Is your information at risk?
After your people, your business information is probably your most valuable resource. But in your organisation, how much critical and valuable business information is being exchanged internally and between you and your trading partners in an unreliable, virtually untraceable, and vulnerable way?
Many enterprises and analysts estimate that as much as 80% of business information is shared within and between organisations using File Transfer Protocol (FTP) technology. You may be surprised by how much of your valuable business information is exposed to risk that it could be lost or unknowingly corrupted. This can cause applications and data to become un-reconciled, business processes to cease or work less effectively, and financial reports to be inaccurate. Perhaps worst of all - because the transfers are far from transparent - you may not even know when this has happened.
Analyst Software Strategies indicated how widespread this behaviour might be:
"Our staggering and somewhat shocking research finding is that custom-built, in-house, hard-coded integration solutions (the majority using free FTP software) are much the most widely-used approach. These often take 2 to 4 times the time and effort to build as Enterprise Integration middleware-supported integration projects, require a similar multiple of ongoing maintenance and support effort, and are insecure, fragile and vulnerable to several serious risks."
Why so much FTP?
File Transfer Protocol (FTP) technologies proliferate because of their simple appeal. There are an abundance of free FTP packages, the notion of file transfer is very intuitive and it usually only requires a basic level of skill to get going. There may not be any review or analysis of either the initial cost of the ongoing cost of deployment and maintenance of this solution. However, as dependency on these approaches increases, IT departments invest more time and skills to engineer additional function to try and address deficiencies in the reliably or security of these solutions. As more senders and receivers of files participate the complexity of the environment rapidly increases and the business finds it is now trapped into maintaining and patching these solutions which inhibits it from investing these resources in other IT projects such as to advance its progress to becoming more flexible or service-oriented.

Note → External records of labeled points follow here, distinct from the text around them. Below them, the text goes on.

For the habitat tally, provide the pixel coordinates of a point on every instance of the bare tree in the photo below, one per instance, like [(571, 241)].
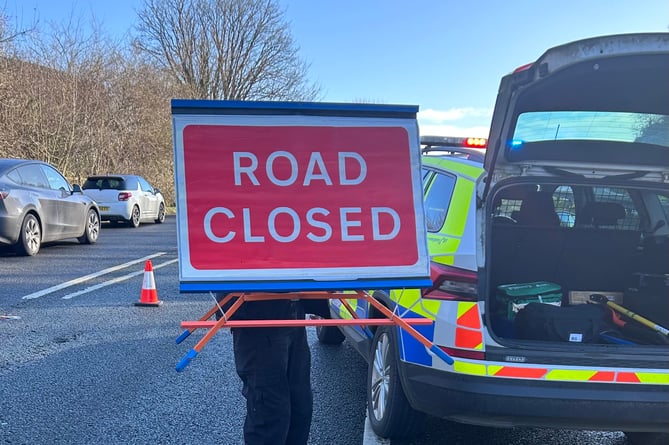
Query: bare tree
[(225, 49)]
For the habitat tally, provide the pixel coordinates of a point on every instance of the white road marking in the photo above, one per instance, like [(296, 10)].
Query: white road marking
[(370, 438), (87, 277), (115, 280)]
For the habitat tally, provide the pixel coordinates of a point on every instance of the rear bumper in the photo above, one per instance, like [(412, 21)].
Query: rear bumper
[(528, 403)]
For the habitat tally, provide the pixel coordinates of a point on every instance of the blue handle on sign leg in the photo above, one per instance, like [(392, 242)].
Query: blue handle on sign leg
[(441, 354), (186, 360), (183, 336)]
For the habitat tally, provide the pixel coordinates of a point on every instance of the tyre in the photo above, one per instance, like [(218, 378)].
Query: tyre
[(329, 335), (134, 217), (161, 214), (388, 409), (30, 238), (644, 438), (92, 231)]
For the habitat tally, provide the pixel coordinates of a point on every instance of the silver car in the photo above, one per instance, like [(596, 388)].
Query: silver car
[(38, 205), (126, 198)]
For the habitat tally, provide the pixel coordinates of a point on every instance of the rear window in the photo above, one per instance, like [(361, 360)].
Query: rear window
[(104, 184), (544, 126)]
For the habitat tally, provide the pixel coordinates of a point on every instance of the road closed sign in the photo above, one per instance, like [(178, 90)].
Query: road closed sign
[(290, 196)]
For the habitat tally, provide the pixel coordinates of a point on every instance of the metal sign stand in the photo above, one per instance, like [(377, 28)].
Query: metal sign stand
[(212, 326)]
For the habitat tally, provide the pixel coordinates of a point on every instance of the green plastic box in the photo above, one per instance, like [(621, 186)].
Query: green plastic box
[(513, 297)]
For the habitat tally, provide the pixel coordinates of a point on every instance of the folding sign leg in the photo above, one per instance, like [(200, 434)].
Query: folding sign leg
[(355, 315), (190, 355), (407, 327), (206, 317)]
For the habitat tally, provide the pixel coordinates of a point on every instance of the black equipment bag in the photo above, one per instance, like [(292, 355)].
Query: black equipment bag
[(581, 323)]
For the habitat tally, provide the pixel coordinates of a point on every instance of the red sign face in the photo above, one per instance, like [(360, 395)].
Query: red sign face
[(276, 197)]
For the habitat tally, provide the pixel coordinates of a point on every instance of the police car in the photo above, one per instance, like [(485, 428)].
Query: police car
[(551, 321)]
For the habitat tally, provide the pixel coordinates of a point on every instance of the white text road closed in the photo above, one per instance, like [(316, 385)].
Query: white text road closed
[(284, 196)]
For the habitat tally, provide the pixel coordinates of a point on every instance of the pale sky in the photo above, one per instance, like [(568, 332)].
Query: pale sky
[(445, 56)]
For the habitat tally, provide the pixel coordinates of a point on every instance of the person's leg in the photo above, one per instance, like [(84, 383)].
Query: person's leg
[(299, 381), (261, 360)]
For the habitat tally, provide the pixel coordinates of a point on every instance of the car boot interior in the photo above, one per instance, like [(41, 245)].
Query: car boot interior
[(586, 239)]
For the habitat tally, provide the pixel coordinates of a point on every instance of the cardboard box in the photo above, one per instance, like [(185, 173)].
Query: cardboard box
[(514, 297), (583, 296)]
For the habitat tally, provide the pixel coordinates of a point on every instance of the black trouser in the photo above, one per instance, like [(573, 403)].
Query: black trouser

Typically without realising it, such an IT department has unwittingly now entered the middleware business. Even organisations that have made great strides in adopting integration middleware may still have a great dependency on File Transfers, although they may not be aware of this. This dependency not only reduces the flexibility of your business and impacts responsiveness but can rack up hours of your staff's time in diagnosing errors or reworking supposedly simple solutions. Is this really the best use of your precious IT resources?